After the calculation, you will see IONS+CENTERS.xyz in the tmp/ directory, which contains atomic and WC coordinates.

Postprocess CPMD data

IONS+CENTERS.xyz does not include the lattice information, which we need to add manually. We can use CPextract.py to do this.

$CPextract.py extract -i IONS+CENTERS.xyz -s bomd-wan-restart.out IONS+CENTERS_cell.xyz

-s specifies the stdout file of the CPMD calculation. The output file IONS+CENTERS_cell.xyz is extended xyz format, and can be processed by ase package.

Train models

Let us go to the train/ directory.

Train models

The previously prepared IONS+CENTERS_cell.xyz and methanol.mol are used for training ML models. As methanol has CH, CO, OH bonds and O lone pair, we have to train four independent ML models. The input file for CPtrain.py is given in yaml format. The input file for the CH bond is as follows.

input.yaml

model:
modelname: model_ch  # specify name
nfeature:  48        # length of descriptor
M:         20        # M  (embedding matrix size)
Mb:        6         # Mb (embedding matrix size, smaller than M)

learning_rate:
type: fix

loss:
type: mse        # mean square error

data:
type: xyz
file:
    - "../cpmd/IONS+CENTERS+cell_sorted_merge.xyz"
itp_file: methanol.mol
bond_type: CH # CH, CO, OH, O

traininig:
device:     cpu # Torch device (cpu/mps/cuda)
batch_size: 32  # batch size for training
validation_vatch_size: 32 # batch size for validation
max_epochs: 50
learnint_rate: 1e-2 # starting learning rate
n_train:   9000    # the number of training data
n_val:     1000    # the number of validation data
modeldir:  model_ch # directory to save models
restart:   False    # If restart training

For gas systems, we can reduce the model size without losing accuracy. We chose nfeature=48 so that all the atoms are included in the descriptors.

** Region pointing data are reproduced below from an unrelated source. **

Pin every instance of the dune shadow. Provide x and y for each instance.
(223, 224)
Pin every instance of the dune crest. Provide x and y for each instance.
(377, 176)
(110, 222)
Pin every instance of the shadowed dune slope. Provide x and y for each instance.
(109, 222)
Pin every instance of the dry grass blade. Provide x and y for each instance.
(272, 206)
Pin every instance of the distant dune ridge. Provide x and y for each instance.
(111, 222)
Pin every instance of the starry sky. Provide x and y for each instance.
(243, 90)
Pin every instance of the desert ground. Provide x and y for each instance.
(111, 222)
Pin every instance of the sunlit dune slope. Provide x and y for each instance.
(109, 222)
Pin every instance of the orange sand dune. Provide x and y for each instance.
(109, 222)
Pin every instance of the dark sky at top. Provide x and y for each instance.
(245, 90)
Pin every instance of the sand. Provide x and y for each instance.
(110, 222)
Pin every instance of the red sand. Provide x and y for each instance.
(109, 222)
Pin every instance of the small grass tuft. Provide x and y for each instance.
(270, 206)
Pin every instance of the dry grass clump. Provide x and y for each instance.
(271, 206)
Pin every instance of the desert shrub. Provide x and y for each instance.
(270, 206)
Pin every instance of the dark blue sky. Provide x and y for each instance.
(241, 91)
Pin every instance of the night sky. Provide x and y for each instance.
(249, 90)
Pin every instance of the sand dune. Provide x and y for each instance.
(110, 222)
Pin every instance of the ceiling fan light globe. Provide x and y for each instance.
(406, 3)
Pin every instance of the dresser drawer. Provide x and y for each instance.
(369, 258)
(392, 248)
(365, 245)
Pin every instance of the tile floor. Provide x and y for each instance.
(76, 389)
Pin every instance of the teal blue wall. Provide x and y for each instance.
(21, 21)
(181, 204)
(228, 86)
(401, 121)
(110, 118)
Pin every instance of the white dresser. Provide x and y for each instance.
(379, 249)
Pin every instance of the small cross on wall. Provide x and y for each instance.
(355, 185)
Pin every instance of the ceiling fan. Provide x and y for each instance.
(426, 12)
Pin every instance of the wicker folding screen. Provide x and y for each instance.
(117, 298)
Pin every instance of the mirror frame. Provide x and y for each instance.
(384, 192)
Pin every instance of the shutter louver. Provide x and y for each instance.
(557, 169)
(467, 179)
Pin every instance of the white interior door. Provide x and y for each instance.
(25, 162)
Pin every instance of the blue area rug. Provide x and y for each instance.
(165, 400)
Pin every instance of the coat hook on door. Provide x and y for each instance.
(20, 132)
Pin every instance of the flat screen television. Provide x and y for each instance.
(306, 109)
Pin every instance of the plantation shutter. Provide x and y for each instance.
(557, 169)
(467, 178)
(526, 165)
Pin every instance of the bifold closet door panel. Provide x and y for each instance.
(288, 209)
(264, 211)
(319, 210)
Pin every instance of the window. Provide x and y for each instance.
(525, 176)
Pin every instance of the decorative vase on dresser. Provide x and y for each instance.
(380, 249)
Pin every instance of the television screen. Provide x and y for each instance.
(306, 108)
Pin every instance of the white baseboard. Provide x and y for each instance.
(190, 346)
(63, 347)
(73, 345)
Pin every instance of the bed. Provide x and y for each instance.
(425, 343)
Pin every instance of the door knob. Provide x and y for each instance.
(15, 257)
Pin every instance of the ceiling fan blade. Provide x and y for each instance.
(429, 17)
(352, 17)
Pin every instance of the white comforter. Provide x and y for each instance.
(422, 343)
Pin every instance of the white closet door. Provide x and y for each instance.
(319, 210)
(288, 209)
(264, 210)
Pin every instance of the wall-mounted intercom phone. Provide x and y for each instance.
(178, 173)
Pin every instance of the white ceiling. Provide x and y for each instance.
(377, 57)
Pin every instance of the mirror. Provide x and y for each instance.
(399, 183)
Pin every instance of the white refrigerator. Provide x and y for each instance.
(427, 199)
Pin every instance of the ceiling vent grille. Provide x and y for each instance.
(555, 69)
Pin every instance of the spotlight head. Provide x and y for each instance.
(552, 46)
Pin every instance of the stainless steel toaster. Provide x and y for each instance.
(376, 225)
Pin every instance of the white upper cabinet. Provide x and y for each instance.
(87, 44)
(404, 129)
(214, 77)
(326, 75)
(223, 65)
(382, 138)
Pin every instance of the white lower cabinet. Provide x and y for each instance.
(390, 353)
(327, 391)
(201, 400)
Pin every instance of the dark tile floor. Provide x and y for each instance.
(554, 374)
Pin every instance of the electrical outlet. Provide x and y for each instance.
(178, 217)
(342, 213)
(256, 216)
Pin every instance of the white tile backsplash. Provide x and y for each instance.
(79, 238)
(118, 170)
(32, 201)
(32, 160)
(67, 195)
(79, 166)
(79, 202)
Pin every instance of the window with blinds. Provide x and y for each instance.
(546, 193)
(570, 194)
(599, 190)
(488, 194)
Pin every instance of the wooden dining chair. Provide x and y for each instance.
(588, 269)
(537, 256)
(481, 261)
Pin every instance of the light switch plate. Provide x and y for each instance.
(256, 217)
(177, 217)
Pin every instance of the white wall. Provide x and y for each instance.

Then, you can train the CH bond model

$CPtrain.py train -i input.yaml

After the training, RMSE should be about 0.001[D] to 0.01[D] for isolated systems.

Next, you can change modelname, bond_type, and modeldir to corresponding bonds, and re-run CPtrain.py to train other 4 models.

Test a model

We can check the quality of the trained model as follows.

$CPtrain.py test -m chmodel_test/model_ch_python.pt -x ../cpmd/IONS+CENTERS_cell.xyz -i ../make_xyz/methanol.mol

Calculate molecular dipole moment

Let us go to the pred/ directory. Finally, we will calculate the average molecular dipole moment of methanol. The experimental value is 1.62[D]. For this purpose, we invoke C++ interface with the following input. The calculation of molecular dipole moments is done without specifying any flag.

config.yaml

general:
    itpfilename: methanol.acpype/input_GMX.mol
    bondfilename: methanol.mol
    savedir: pred_dipole/
    temperature: 300
    timestep: 0.484
descriptor:
    calc: 1
    directory: ./
    xyzfilename: IONS+CENTERS+cell_sorted_merge.xyz
    savedir: pred_dipole/
    descmode: 2
    desctype: allinone
    haswannier: 1
    interval: 1
    desc_coh: 0
predict:
    calc: 1
    desc_dir: dipole_10ps/
    model_dir: model_rotate_methanol/
    modelmode: rotate
    bondspecies: 4
    save_truey: 0

We perform the calculation

dieltools.x

The corresponding output file is DIELCONST, which contains the mean molecular dipole moment, and molecule_dipole.txt, which involve all the molecular dipole moments along the MD trajectory. We can see the mean absolute dipole moment as

$cat DIELCONST

and we confirmed that the simulated value well agrees with the experimental one.